Massimiliano Busellato

Personal information
- Date of birth: 23 April 1993 (age 32)
- Place of birth: Bassano del Grappa, Italy
- Height: 1.65 m (5 ft 5 in)
- Position(s): Midfielder

Youth career
- Cittadella

Senior career*
- Years: Team / Apps / (Gls)
- 2011–2017: Cittadella / 115 / (6)
- 2015–2016: → Ternana (loan) / 36 / (1)
- 2016–2017: → Salernitana (loan) / 25 / (2)
- 2017–2018: Bari / 26 / (0)
- 2018–2019: Foggia / 25 / (0)
- 2019–2021: Pescara / 54 / (5)
- 2021–2023: Padova / 18 / (0)

International career
- 2012: Italy U19 / 5 / (2)
- 2012–2014: Italy U20 / 5 / (0)
- 2014: Italy U21 / 1 / (0)

= Massimiliano Busellato =

Italian footballer (born 1993)

Massimiliano Busellato (born 23 April 1993) is an Italian footballer who plays as a midfielder.

==Club career==
A Cittadella youth product, Busellato made his first-team debut on 15 October 2011, starting in a 2–0 home success over Grosseto.
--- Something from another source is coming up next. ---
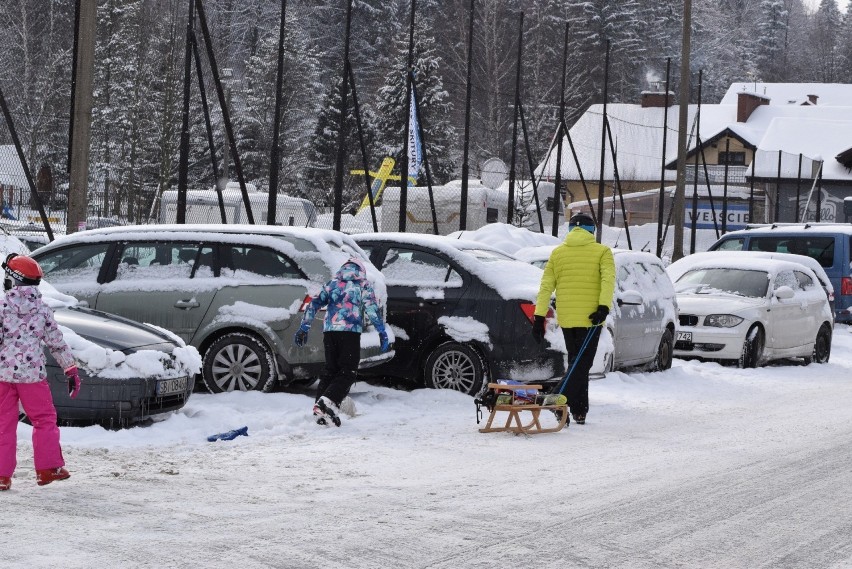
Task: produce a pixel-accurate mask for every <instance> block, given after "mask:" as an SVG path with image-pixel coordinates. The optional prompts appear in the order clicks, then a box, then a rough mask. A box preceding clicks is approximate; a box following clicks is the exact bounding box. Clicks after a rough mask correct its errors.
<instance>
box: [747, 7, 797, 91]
mask: <svg viewBox="0 0 852 569" xmlns="http://www.w3.org/2000/svg"><path fill="white" fill-rule="evenodd" d="M788 15H789V12H788V11H787V7H786V5H785V3H784V0H762V1H761V3H760V17H759V19H758V21H757V46H756V50H757V51H756V53H755V57H756V63H757V66H758V68H759V69H760V76H761V78H762V79H763V80H764V81H770V82H773V81H781V80H783V79H784V74H785V67H786V66H785V65H784V57H785V55H786V51H787V50H786V47H787V46H786V41H787V17H788Z"/></svg>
On 14 January of the following year he scored his first professional goal, netting his side's only of a 1–1 draw at AlbinoLeffe.

On 13 August 2015 Busellato was signed by Ternana in a temporary deal.

On 4 August 2018 he signed with Serie B club Foggia.

On 19 July 2019, Busellato signed to Pescara for free. He left the club at the end of the season.

On 1 September 2021, he joined to Padova.